2. Materials and Methods

2.1. Study Design and Participants

We conducted a longitudinal prospective study constituting healthcare professionals from AHRI, who were also one of the priority target recipients of the ChAdOx1 nCoV-19 vaccine. Vaccination was offered through the Ethiopian Ministry of Health’s national COVID-19 vaccination campaign. In this analysis, only participants who were vaccinated with the ChAdOx1 nCoV-19 vaccine were included. About 5 mL of venous blood was collected from a total of 63 (n = 27 female and n = 36 male) participants, aged 24–59 years (mean of 38.1 ± standard deviation of 8.36) before vaccination and in two subsequent post-vaccination follow-ups (Figure 1) to monitor humoral responses to the vaccine.
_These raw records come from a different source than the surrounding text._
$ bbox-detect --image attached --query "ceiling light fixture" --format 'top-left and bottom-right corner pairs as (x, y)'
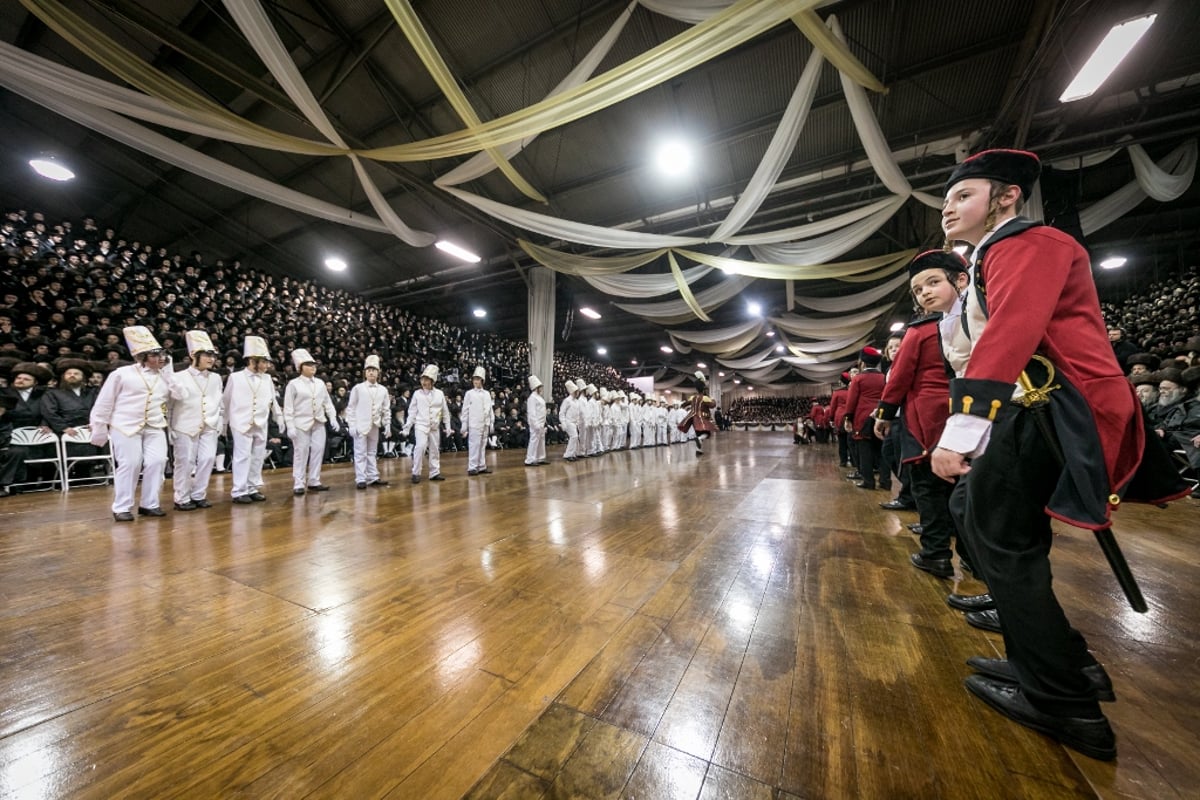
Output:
(1058, 14), (1158, 103)
(433, 239), (481, 264)
(29, 157), (74, 181)
(654, 139), (692, 178)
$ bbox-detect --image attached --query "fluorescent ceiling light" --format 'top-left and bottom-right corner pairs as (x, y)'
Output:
(29, 158), (74, 181)
(654, 139), (692, 178)
(433, 239), (480, 264)
(1058, 14), (1158, 103)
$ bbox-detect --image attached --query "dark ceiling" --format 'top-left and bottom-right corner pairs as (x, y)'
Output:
(0, 0), (1200, 383)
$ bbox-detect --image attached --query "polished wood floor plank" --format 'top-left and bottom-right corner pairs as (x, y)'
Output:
(0, 433), (1200, 800)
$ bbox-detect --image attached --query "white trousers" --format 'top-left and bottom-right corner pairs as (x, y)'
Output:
(229, 426), (266, 498)
(292, 422), (325, 489)
(526, 426), (546, 464)
(354, 425), (379, 483)
(172, 428), (217, 504)
(108, 428), (167, 513)
(413, 428), (442, 477)
(563, 420), (580, 458)
(467, 427), (487, 470)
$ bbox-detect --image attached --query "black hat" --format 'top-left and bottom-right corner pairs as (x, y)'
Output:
(908, 249), (968, 278)
(54, 359), (92, 378)
(1126, 353), (1162, 372)
(943, 150), (1042, 200)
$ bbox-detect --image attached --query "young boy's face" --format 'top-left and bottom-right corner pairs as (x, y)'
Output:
(908, 269), (966, 312)
(942, 178), (1020, 245)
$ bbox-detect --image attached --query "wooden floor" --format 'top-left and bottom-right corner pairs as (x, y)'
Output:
(0, 433), (1200, 800)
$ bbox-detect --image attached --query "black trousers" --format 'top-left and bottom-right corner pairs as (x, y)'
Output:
(950, 408), (1100, 718)
(905, 461), (974, 567)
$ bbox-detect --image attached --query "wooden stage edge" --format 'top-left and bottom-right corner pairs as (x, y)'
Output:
(0, 433), (1200, 800)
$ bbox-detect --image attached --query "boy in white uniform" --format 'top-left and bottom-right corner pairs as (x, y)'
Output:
(90, 325), (187, 522)
(462, 367), (496, 475)
(404, 363), (450, 483)
(167, 331), (224, 511)
(526, 375), (550, 467)
(283, 350), (337, 497)
(221, 336), (283, 504)
(346, 355), (391, 489)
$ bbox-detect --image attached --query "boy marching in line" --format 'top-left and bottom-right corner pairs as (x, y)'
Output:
(462, 367), (496, 475)
(91, 325), (187, 522)
(283, 350), (337, 497)
(221, 336), (283, 505)
(346, 355), (391, 489)
(526, 375), (550, 467)
(167, 331), (224, 511)
(932, 150), (1186, 760)
(404, 363), (450, 483)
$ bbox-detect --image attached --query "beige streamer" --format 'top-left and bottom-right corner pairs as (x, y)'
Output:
(667, 253), (713, 323)
(385, 0), (547, 203)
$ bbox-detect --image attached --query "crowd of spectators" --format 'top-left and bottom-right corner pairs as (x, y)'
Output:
(0, 210), (634, 456)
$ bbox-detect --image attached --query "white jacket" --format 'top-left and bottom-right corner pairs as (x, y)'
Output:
(167, 367), (224, 437)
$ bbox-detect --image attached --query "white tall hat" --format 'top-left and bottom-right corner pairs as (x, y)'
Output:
(125, 325), (162, 355)
(292, 348), (317, 372)
(184, 331), (217, 356)
(241, 336), (271, 361)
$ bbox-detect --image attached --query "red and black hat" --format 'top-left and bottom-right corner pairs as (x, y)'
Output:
(908, 249), (967, 278)
(946, 150), (1042, 200)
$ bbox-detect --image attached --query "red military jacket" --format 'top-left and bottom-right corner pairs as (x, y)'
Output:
(875, 317), (950, 462)
(846, 369), (883, 439)
(828, 389), (850, 431)
(950, 219), (1145, 529)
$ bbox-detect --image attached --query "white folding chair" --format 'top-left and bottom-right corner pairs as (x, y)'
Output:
(62, 425), (116, 492)
(11, 427), (62, 492)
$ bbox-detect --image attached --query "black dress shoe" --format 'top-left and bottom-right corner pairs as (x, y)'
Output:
(966, 608), (1003, 633)
(967, 656), (1117, 703)
(908, 553), (954, 578)
(964, 675), (1117, 762)
(946, 594), (996, 612)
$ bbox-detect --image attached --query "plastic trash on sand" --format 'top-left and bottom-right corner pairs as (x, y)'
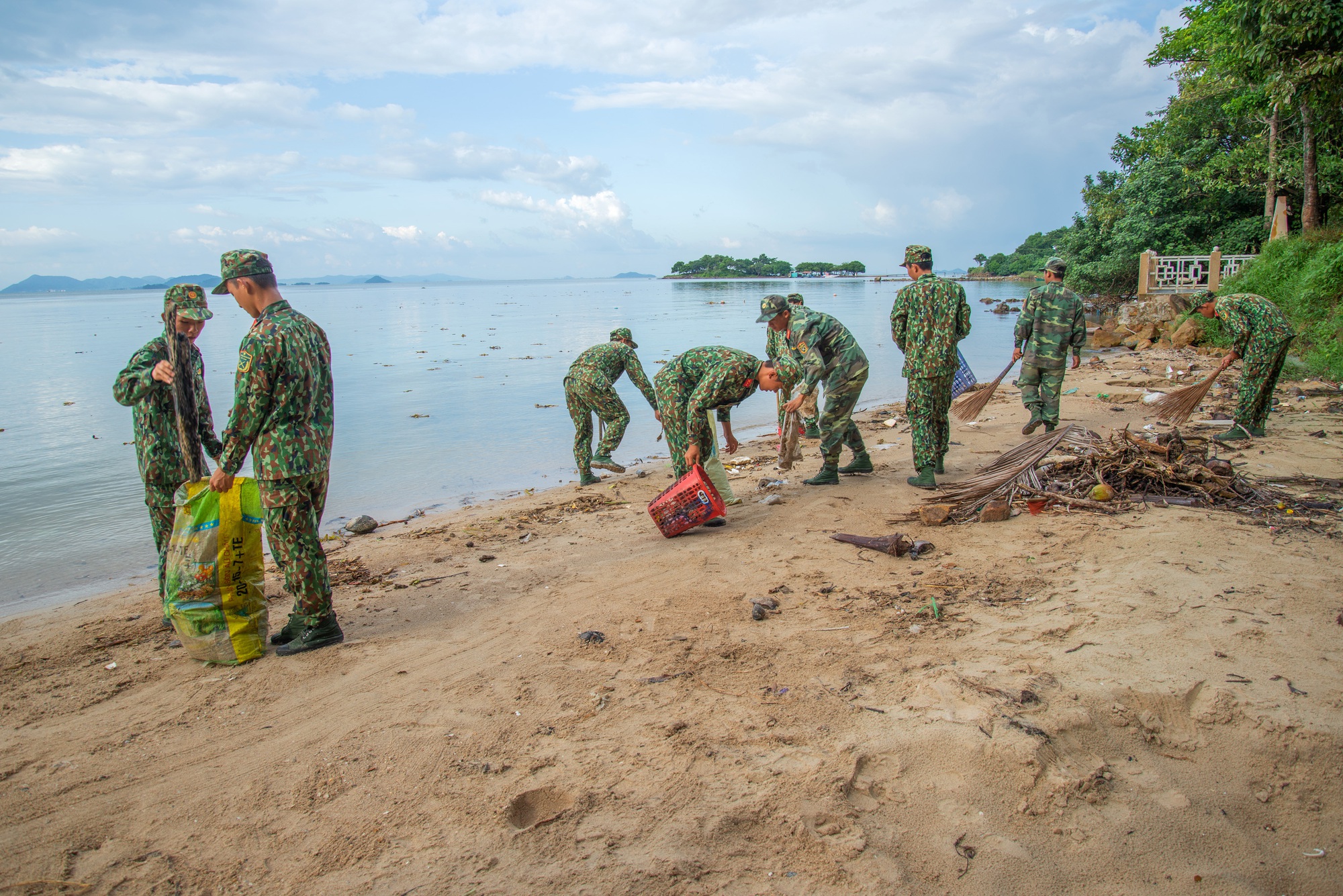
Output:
(164, 476), (267, 665)
(649, 464), (727, 538)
The first (hereafter designated as 1d + 8–12w) was conducted at 8–12-weeks after the first dose, whereas the second follow-up (designated hereafter as 2d + 8–12w) was done 8–12 weeks after the second dose (Figure 1). All participants received their first dose between 23 March 2021 and 31 March 2021. The interval between the first and the second doses was 12 weeks (range 83–97 days). Participants were then stratified into two groups based on previous exposure to SARS-CoV-2 before vaccination and hereafter denoted as naïve and P.I. (Figure 1). The two groups, naïve (n = 39) and P.I. (n = 24), contained similar distributions of age and sex (Figure 1 and Table 1). Table 1 summarizes the demographics of each group of study participants. In addition, participants completed a questionnaire at each visit regarding their history of RT-PCR confirmed SARS-CoV-2 infection.

Figure 1

Cohort study design showing the ChAdOx1 nCoV-19 vaccine vaccination regimes and serum sample collection time points: (A) Study design with a timeline for vaccination and blood sample collection. (B) Schematic representation of the number of participants enrolled at prevaccination and two post-vaccination time points. The first dose and second dose were given to participants prior to the two-time points for blood sample collection. Light red characters (Naïve) represent participants immunologically naïve to SARS-CoV-2 and blue characters (P.I.) represent participants with likely previous SARS-CoV-2 infection. Pre Vacc = baseline or prevaccination; 1d + 8–12w= 8–12 weeks after the first dose; 2d + 8–12w = 8–12 weeks after the second dose.

Table 1

Baseline characteristics and serostatus of study participants (n = 63) and longitudinal humoral immune response.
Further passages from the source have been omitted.